The opportunity for in-app monetization levels the playing field for creators and encourages more meaningful engagement,” says Schmidt’s Naturals founder Jaime Schmidt. “Clubhouse will become another tool in the creator’s toolbox and an effective way to diversify their revenue stream.” Schmidt and her husband Chris Cantino, co-founders of the consumer fund Color Capital, were early Clubhouse adopters. The pair established Club CPG on Clubhouse, and it boasts over 29,000 members today. 

Cantino predicts the monetization feature will lead to a flood of creation on the platform. “Enabling creators to translate their social capital into financial capital is the hottest trend in social,” he says. “Clubhouse deserves a tremendous amount of credit for enabling creators to monetize on platform and for not taking a percentage of their proceeds. It won’t be long until Clubhouse mints its first millionaire creator.” 

Weekly active users on Clubhouse have skyrocketed to 10 million, up from 600,000 in December. As of February this year, Clubhouse has raised over $10 million and is valued at $1 billion. “Expect the financial incentive to [lure] more celebrity and talent to the app and to stimulate creators to provide deeper value,” says Cantino. “Unique use cases will also arise such as exchanging money for time on stage, fans booking one-on-one private rooms with creators for a fee.” He speculates other ways Clubhouse can monetize in the future include ticketing for events, unveiling premium creator tools, issuing subscriptions, offering the ability to boost room reach and access analytics, and selling user data. 

Experts say it’s too early to determine how much creators can make through Clubhouse, but there are already signs that the potential is significant. “We’ve seen creators on Clubhouse raise tens of thousands of dollars for charitable causes they care about and pushing hard for using their influence for good,” says social media expert and content creator Giselle Ugarte. She has amassed over 24,000 followers on Clubhouse since joining in late December.

Ugarte elaborates, “We’ve also seen creators promote both digital and physical products, private off-platform coaching and memberships, and there’s the new rise and reveal of NFTs that has also contributed to new streams of revenue. A successful Clubhouse creator will be someone who is able to balance business with community as well as time and energy, but, absolutely, one has the power to make Clubhouse a new stream of revenue, perhaps more than their current full-time gig, too.”
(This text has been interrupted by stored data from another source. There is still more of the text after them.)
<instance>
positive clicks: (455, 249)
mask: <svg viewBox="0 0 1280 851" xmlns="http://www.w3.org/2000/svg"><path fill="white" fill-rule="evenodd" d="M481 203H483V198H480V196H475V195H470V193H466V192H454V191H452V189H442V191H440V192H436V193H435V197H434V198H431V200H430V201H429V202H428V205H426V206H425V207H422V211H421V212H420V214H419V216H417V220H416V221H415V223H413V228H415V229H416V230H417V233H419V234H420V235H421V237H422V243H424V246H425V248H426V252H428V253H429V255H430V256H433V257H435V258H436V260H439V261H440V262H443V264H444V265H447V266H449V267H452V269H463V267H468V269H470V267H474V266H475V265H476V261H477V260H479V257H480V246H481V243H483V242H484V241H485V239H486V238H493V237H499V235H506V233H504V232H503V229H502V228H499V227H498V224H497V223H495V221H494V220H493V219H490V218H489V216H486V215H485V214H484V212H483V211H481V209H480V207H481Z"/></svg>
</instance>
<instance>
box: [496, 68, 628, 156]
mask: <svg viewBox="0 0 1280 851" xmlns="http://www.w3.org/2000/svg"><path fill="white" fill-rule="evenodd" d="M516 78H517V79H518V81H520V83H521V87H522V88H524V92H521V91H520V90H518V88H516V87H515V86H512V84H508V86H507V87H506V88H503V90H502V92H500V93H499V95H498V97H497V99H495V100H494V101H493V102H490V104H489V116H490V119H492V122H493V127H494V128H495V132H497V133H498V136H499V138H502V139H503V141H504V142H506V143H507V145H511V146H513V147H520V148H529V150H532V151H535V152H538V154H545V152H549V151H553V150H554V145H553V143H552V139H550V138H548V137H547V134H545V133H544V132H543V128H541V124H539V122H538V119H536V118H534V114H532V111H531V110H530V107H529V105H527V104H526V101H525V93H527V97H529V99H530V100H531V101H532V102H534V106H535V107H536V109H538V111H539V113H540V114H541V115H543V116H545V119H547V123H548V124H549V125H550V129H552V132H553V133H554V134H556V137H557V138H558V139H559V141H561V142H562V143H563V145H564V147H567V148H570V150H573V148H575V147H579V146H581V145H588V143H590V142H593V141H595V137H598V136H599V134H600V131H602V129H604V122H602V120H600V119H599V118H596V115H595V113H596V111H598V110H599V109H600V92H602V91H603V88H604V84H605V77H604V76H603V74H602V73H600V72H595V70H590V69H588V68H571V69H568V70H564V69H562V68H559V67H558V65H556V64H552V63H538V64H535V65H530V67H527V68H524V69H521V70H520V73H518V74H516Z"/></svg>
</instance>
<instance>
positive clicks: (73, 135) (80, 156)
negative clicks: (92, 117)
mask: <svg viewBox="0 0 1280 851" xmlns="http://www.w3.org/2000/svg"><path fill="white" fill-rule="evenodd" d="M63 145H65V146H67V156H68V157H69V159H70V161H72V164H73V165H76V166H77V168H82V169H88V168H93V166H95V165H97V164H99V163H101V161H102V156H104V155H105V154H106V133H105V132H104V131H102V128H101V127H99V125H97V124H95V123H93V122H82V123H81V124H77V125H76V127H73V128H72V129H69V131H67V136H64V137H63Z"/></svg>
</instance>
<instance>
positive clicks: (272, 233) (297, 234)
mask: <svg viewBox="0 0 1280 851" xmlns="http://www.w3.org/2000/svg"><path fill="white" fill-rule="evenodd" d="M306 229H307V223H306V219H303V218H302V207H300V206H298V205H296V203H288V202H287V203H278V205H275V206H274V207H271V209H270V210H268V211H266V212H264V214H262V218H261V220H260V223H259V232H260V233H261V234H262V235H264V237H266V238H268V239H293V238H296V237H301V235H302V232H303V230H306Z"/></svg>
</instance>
While Clubhouse fans wait to see who the first millionaires it produces are, their response to the Payments news was ebullient. On Monday evening, participants in a room from Farokh Sarmad, founder of the club “All Things Social Media,” lauded the update as yet another unique opportunity Clubhouse supplies creators flocking to the platform. Frequent Clubhouse moderator Nicole Behman, a former Hollywood Reporter writer with 146,000 followers on Clubhouse, says, “If it wasn’t for Clubhouse, there are people I would not have been able to interview. Farokh has done rooms with Snoop Dog and Calvin Harris, people I’ve been floored by. It really has leveled the playing field. That’s the beauty of this app.”